Even further, says Esmée Silverman, a GLSEN student council member serving the west region from her base as a student at Reed College in Oregon, labels can be vital for the wellbeing of queer youth. “Freedom of expression is the quintessential way of attaining happiness and reaching full potential. And the freedom to self-identify is the first step to true happiness,” she tells Yahoo Life.

That doesn’t mean she doesn’t also get why older generations might take issue with all the labels. “I’ve met exclusionists in the community who try … to restrict the letters of LGBT. They believe, [without] doing so, we’re never going to look like we have our stuff together, and that the outside community is never going to understand it.”

That often comes from a place of feeling threatened, Hammack explains. “There’s conflict because people who have grown up with certain concepts say, ‘We had to fight to be accepted to be equal, we had to fight to be recognized as not disordered people, and now you’re trying to say these identities [gay, lesbian] don’t even exist? It’s a threatening experience,” he says.

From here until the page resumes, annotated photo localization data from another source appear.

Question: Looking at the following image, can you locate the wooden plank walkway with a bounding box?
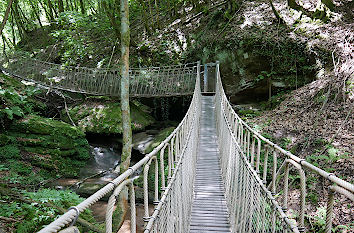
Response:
[189,95,231,233]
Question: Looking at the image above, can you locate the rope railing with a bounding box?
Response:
[214,61,354,232]
[37,61,201,233]
[0,52,196,97]
[143,62,201,232]
[215,62,298,233]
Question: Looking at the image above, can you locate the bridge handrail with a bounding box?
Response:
[144,67,201,232]
[215,62,299,232]
[37,61,201,233]
[215,61,353,232]
[232,106,354,193]
[0,52,198,97]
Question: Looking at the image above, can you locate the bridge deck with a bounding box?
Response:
[189,95,231,233]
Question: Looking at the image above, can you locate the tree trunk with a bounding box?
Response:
[38,0,54,22]
[11,1,27,40]
[268,77,272,105]
[57,0,64,13]
[18,3,31,25]
[2,36,7,57]
[29,1,43,28]
[47,0,58,18]
[0,0,14,37]
[2,35,14,49]
[119,0,131,176]
[10,15,15,44]
[321,0,334,10]
[154,0,160,29]
[73,0,78,12]
[139,0,151,35]
[268,0,285,24]
[79,0,85,14]
[114,0,132,231]
[102,1,120,37]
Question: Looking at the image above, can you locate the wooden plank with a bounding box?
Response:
[189,95,231,233]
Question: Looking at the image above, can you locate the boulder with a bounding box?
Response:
[62,101,155,134]
[144,127,175,154]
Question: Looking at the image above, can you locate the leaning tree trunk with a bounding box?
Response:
[268,0,285,24]
[102,1,120,37]
[47,0,58,18]
[139,0,151,35]
[11,1,28,40]
[0,0,14,37]
[113,0,132,231]
[29,1,43,28]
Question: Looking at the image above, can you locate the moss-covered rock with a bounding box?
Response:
[62,100,155,134]
[0,144,21,159]
[11,115,85,137]
[187,32,317,100]
[1,115,90,178]
[144,127,175,154]
[132,127,175,194]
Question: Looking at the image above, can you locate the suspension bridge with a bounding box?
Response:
[0,53,196,97]
[1,56,353,233]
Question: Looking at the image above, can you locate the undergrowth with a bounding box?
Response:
[0,188,101,232]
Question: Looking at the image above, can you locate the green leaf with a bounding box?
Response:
[11,106,24,117]
[2,108,13,120]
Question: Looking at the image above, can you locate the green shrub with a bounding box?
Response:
[0,85,42,122]
[0,145,21,159]
[8,160,32,175]
[0,189,100,232]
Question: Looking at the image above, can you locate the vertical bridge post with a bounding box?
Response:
[216,61,220,89]
[204,64,208,92]
[197,61,201,92]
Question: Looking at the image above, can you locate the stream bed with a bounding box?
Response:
[48,134,156,232]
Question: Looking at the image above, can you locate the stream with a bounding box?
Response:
[49,139,153,232]
[51,144,121,193]
[51,138,148,196]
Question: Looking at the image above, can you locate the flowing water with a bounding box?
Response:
[49,141,150,232]
[51,144,121,191]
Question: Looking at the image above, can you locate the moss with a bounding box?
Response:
[23,152,57,170]
[145,127,175,154]
[63,101,155,134]
[56,158,87,177]
[11,133,82,150]
[238,109,261,118]
[7,160,33,175]
[24,147,77,157]
[2,115,90,178]
[0,145,21,159]
[130,102,155,131]
[11,115,85,138]
[9,115,89,157]
[0,134,15,146]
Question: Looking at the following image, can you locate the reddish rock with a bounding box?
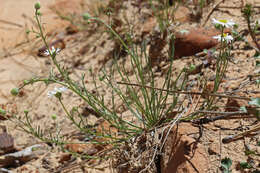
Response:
[171,28,230,58]
[59,153,72,163]
[161,124,208,173]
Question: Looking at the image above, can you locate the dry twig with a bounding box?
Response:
[245,16,260,51]
[222,123,260,143]
[218,5,260,9]
[202,0,224,27]
[117,81,251,100]
[0,19,23,28]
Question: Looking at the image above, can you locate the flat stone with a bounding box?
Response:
[171,27,230,58]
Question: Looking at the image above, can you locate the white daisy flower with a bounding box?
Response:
[213,33,233,43]
[212,18,235,28]
[44,46,61,56]
[47,86,67,98]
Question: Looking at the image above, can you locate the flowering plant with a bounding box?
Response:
[212,18,235,28]
[213,33,233,43]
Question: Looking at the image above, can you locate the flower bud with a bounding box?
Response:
[34,2,41,10]
[23,80,30,85]
[54,92,62,99]
[36,11,42,16]
[11,88,19,96]
[51,114,57,120]
[26,30,30,35]
[83,13,91,20]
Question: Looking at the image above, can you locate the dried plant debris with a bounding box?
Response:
[0,144,45,168]
[113,131,158,173]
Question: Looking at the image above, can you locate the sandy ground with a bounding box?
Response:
[0,0,63,103]
[0,0,62,48]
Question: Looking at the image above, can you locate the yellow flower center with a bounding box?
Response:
[222,33,227,37]
[219,19,227,23]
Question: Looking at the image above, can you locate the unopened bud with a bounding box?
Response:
[11,88,19,96]
[83,13,91,20]
[51,114,57,120]
[34,2,41,10]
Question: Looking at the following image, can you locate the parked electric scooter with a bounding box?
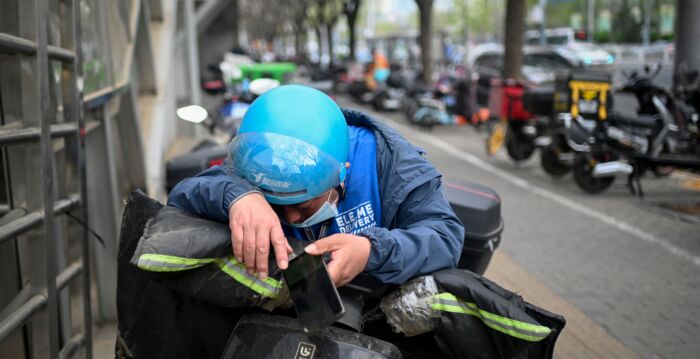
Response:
[118,179,569,359]
[164,78,280,192]
[522,87,574,177]
[564,65,700,194]
[486,82,542,162]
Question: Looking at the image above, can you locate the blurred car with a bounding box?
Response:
[554,42,615,67]
[525,27,614,67]
[471,46,575,83]
[469,46,576,107]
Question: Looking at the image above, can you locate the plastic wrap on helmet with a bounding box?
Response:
[380,275,440,336]
[226,132,343,205]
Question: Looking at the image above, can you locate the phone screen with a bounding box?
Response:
[283,252,345,333]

But Silverman sees it more as a reckoning — not excluding, but simply being more inclusive, and says the too-many-identities viewpoint actually “takes away from the discovery that folks at Stonewall fought for [as] a group of trans Black people who were still a fringe identity in that space," adding, "This was during ‘gay or straight’ only… We like to group things as a society… but those people at Stonewall fought for the identities that weren’t as visible.”

Now, labels have many uses, especially on social media, as being able “to categorize ourselves” makes it easier to explain one’s identity to others, and having such specific language makes it easier for people to understand themselves, Silverman says. There is also the benefit it can have in the dating world, notes Silverman, a queer activist and educator who identifies as “a panromantic, polyamorous transgender female” and is “on the autism spectrum.” She adds: “It makes dating much simpler when you know someone is ‘panromantic’ or ‘lesbian’ rather than a ‘member of queer community.’”

The young activist says she’s witnessed the power of labeling, beyond what it means to her. “I grew up in the age of microidentitites … and facilitated hundreds of [support group] discussions around it,” Silverman says. Even she learned a new label recently — “stargender,” apparently a star-based, beyond-comprehension gender identity — and says she found it poignant, noting, “To see someone brave enough to share their authentic self to a crowd of people who have never heard that word before? It’s remarkable.”